Process as a Practice
Projects or operations focused on workflow and process involve minimizing inefficiencies and maximizing automation. Processes and workflows are identified or defined as having start and end states. How does B happen, starting from A?
Planning for continual process development not only helps to sustain optimal efficiencies, but also allows the organization to adapt processes in sync with evolving technology, culture, priorities, and innovation.
Much can be gained by also considering these workflows and processes as a practice. The word “practice” is chosen deliberately to capture two important aspects, emphasized in this definition taken from a Google search (which is sourced from Oxford Pocket English Dictionaries, I think):
prac·tice (n) 1. (The actual application or use of an idea, belief, or method as opposed to theories about such application or use. 2. Repeated exercise in or performance of an activity or skill so as to acquire or maintain proficiency in it.)
Application = Putting into practice. Getting up to speed, working through the kinks.
When a new process, new methodology, or new technology is introduced, it generally takes several iterations before all participants adjust and the process is operating well. Plus, the new approach or toolset usually needs some adjustment itself to work best once put into use.
A roll out or launch date is a milestone transitioning from implementation to use. However, the project isn’t ready to be closed yet. The project plan should include a transition stage beyond the initial roll out which includes several iterations of the new process. These first rounds of application are key to getting the most out of the improvements envisioned during the design phase. Training and reviewing while participants are actually engaged with the process is far more effective than ahead of time. The collection of any process metrics can be verified while monitoring how well the process is ramping up to full operation. Minor adjustments can be identified and fine tuned. This stage begins when the new process is put into practice, and ideally extends maybe one to three iterations, with the goal of reaching the point where ROI is tracking as planned.
Repeated exercise = Practice makes perfect. Incremental change, continual improvements.

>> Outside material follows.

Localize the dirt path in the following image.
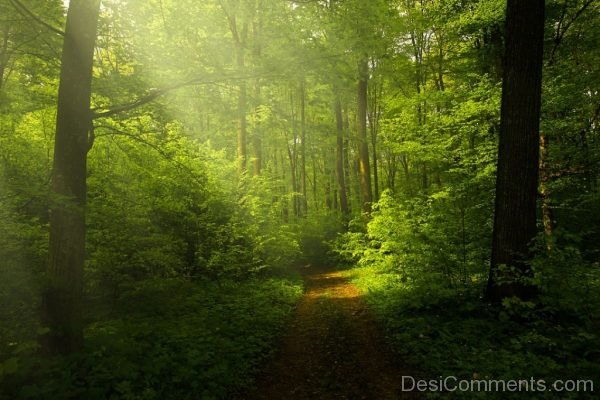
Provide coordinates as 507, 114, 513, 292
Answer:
241, 266, 420, 400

The definition cited describes it as “exercise”, which is a particularly nice way to look at it because exercise is used not only to improve but also to sustain ability. As with any technology we implement, it’s not enough to roll out the new tool; a maintenance plan should be put in place. Process improvements also need routine upkeep. Without it, optimizations can dissipate and expected efficiencies can be left unrealized.
But beyond upkeep, the fact that the processes and workflows we work to improve are repeated over and over is a great opportunity for continual improvement. Ongoing analysis of process metrics, routine participant reflection and feedback, and review of process alignment with business goals, all contribute to a backlog of potential incremental improvements or defects, which can be prioritized and addressed in small iterations. Planning for continual process development not only helps to sustain optimal efficiencies, but also allows the organization to adapt processes in sync with evolving technology, culture, priorities, and innovation.
Considering processes as a practice emphasizes actual application of the process and the impact of repetition over time, putting extra attention on the transition phase of a project lifecycle, and promoting a continuous approach to process improvement as standard operations.